CycLS: Accurate, whole-library sequencing of cyclic peptides using tandem mass spectrometry.

机构信息

Department of Chemistry and Biochemistry, University of California, Santa Cruz, 1156 High Street, Santa Cruz, CA 95064, United States.

Modality Research Laboratories, Daiichi Sankyo Co., Ltd., 1-2-58 Hiromachi, Shinagawa-ku, Tokyo 140-8710, Japan.

出版信息

Bioorg Med Chem. 2018 Mar 15;26(6):1232-1238. doi: 10.1016/j.bmc.2018.01.027. Epub 2018 Feb 3.

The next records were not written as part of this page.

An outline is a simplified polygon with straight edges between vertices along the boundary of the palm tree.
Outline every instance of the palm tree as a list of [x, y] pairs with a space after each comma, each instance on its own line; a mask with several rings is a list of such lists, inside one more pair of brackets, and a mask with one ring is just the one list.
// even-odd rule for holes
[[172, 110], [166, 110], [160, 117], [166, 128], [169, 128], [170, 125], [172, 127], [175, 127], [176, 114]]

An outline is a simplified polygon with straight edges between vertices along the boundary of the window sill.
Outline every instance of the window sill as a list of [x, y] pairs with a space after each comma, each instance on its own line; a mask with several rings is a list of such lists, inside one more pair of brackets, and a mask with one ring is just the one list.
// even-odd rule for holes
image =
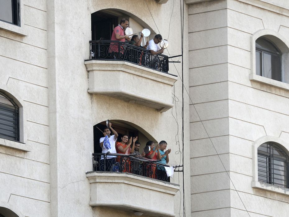
[[0, 29], [2, 29], [22, 36], [27, 36], [28, 35], [27, 31], [23, 26], [20, 26], [1, 21], [0, 21]]
[[0, 138], [0, 146], [8, 147], [11, 149], [23, 151], [25, 152], [30, 151], [27, 150], [27, 146], [25, 145], [25, 143], [23, 143], [20, 142], [12, 141], [11, 140]]
[[258, 75], [255, 74], [250, 74], [250, 80], [251, 81], [254, 81], [262, 83], [284, 90], [289, 90], [289, 84], [284, 83], [278, 81], [276, 81], [273, 79], [268, 78]]
[[286, 188], [278, 187], [276, 186], [267, 184], [265, 182], [252, 182], [252, 186], [267, 191], [269, 191], [279, 194], [282, 194], [289, 195], [289, 189]]

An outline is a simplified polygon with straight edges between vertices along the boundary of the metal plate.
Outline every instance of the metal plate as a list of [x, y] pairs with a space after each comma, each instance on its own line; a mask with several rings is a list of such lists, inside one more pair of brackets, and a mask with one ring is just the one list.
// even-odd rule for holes
[[[132, 34], [133, 34], [133, 30], [132, 30], [132, 29], [130, 27], [128, 27], [126, 29], [125, 31], [126, 35], [131, 35]], [[132, 37], [132, 35], [131, 35], [129, 36], [129, 38], [131, 38]]]
[[159, 43], [159, 46], [161, 48], [167, 48], [168, 46], [168, 42], [165, 40], [162, 40]]
[[147, 37], [150, 35], [150, 30], [147, 28], [144, 28], [141, 31], [141, 33], [144, 34], [144, 36]]

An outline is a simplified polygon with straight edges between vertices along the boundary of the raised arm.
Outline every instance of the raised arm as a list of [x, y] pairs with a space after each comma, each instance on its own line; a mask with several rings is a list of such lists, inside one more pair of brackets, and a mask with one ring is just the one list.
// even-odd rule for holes
[[135, 143], [136, 141], [137, 140], [137, 136], [133, 138], [133, 140], [132, 140], [132, 147], [131, 149], [131, 153], [133, 154], [133, 152], [135, 151]]
[[150, 50], [149, 51], [150, 52], [150, 53], [153, 55], [156, 55], [159, 54], [162, 54], [163, 53], [163, 48], [162, 48], [160, 50], [159, 50], [157, 51], [155, 51], [153, 50]]
[[127, 35], [121, 35], [117, 33], [116, 33], [115, 34], [115, 37], [117, 40], [120, 40], [121, 39], [122, 39], [124, 38], [125, 38], [127, 40], [128, 40], [129, 38], [128, 36]]
[[114, 139], [116, 140], [117, 139], [117, 137], [118, 136], [118, 134], [117, 132], [117, 131], [115, 130], [112, 129], [112, 128], [111, 127], [111, 123], [110, 123], [108, 125], [108, 126], [109, 127], [109, 129], [111, 130], [112, 132], [113, 133], [113, 134], [114, 134]]
[[168, 163], [168, 162], [170, 161], [170, 159], [169, 159], [168, 158], [168, 154], [171, 153], [171, 149], [168, 149], [167, 151], [167, 158], [166, 159], [166, 162], [167, 162], [167, 163]]
[[138, 41], [138, 42], [136, 42], [136, 44], [135, 44], [135, 45], [137, 46], [137, 47], [139, 47], [140, 46], [140, 44], [141, 43], [141, 41], [143, 40], [143, 38], [144, 37], [144, 34], [142, 33], [140, 33], [140, 39]]
[[[103, 135], [105, 137], [106, 136], [106, 134], [105, 133], [103, 133]], [[103, 146], [103, 141], [99, 143], [99, 145], [100, 146], [101, 148], [102, 148]]]

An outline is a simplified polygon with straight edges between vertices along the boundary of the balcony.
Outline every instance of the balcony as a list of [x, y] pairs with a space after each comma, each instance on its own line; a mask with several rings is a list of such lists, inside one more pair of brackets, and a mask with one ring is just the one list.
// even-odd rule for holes
[[[138, 211], [151, 216], [175, 216], [173, 197], [179, 186], [169, 182], [162, 169], [167, 166], [134, 155], [93, 155], [94, 171], [86, 173], [90, 185], [91, 206]], [[116, 163], [107, 163], [109, 158], [115, 156]], [[149, 199], [140, 200], [144, 195]], [[165, 205], [155, 202], [161, 199]]]
[[161, 112], [173, 107], [172, 87], [177, 77], [168, 72], [167, 56], [152, 55], [145, 49], [118, 41], [90, 43], [90, 59], [85, 62], [89, 73], [89, 92]]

DOI:10.1016/j.bmc.2018.01.027
PMID:29459147
Abstract

Cyclic peptides are of great interest as therapeutic compounds due to their potential for specificity and intracellular activity, but specific compounds can be difficult to identify from large libraries without resorting to molecular encoding techniques. Large libraries of cyclic peptides are often DNA-encoded or linearized before sequencing, but both of those deconvolution strategies constrain the chemistry, assays, and quantification methods which can be used. We developed an automated sequencing program, CycLS, to identify cyclic peptides contained within large synthetic libraries. CycLS facilitates quick and easy identification of all library-members via tandem mass spectrometry data without requiring any specific chemical moieties or modifications within the library. Validation of CycLS against a library of 400 cyclic hexapeptide peptoid hybrids (peptomers) of unique mass yielded a result of 95% accuracy when compared against a simulated library size of 234,256 compounds. CycLS was also evaluated by resynthesizing pure compounds from a separate 1800-member library of cyclic hexapeptides and hexapeptomers with high mass redundancy. Of 22 peptides resynthesized, 17 recapitulated the retention times and fragmentation patterns assigned to them from the whole-library bulk assay results. Implementing a database-matching approach, CycLS is fast and provides a robust method for sequencing cyclic peptides that is particularly applicable to the deconvolution of synthetic libraries.

摘要

环肽作为治疗化合物具有很大的研究价值,因为它们具有特异性和细胞内活性的潜力,但如果不采用分子编码技术,从大型文库中识别特定的化合物可能具有挑战性。大型环肽文库通常在测序前进行 DNA 编码或线性化,但这两种解卷积策略限制了可以使用的化学、测定和定量方法。我们开发了一种自动化测序程序 CycLS,用于鉴定大型合成文库中包含的环肽。CycLS 通过串联质谱数据快速轻松地识别所有文库成员,而无需在文库中使用任何特定的化学部分或修饰。当将 CycLS 与一个包含 400 个独特质量的环状六肽类肽杂种(肽同型物)的文库进行验证时,与模拟的 234,256 种化合物的文库大小相比,其准确率为 95%。CycLS 还通过重新合成具有高质量冗余的环状六肽和六肽同型物的另一个独立的 1800 成员文库中的纯化合物进行了评估。在所合成的 22 个肽中,有 17 个重现了从整个文库批量测定结果分配给它们的保留时间和碎裂模式。通过实施数据库匹配方法,CycLS 快速且提供了一种适用于合成文库解卷积的强大的环肽测序方法。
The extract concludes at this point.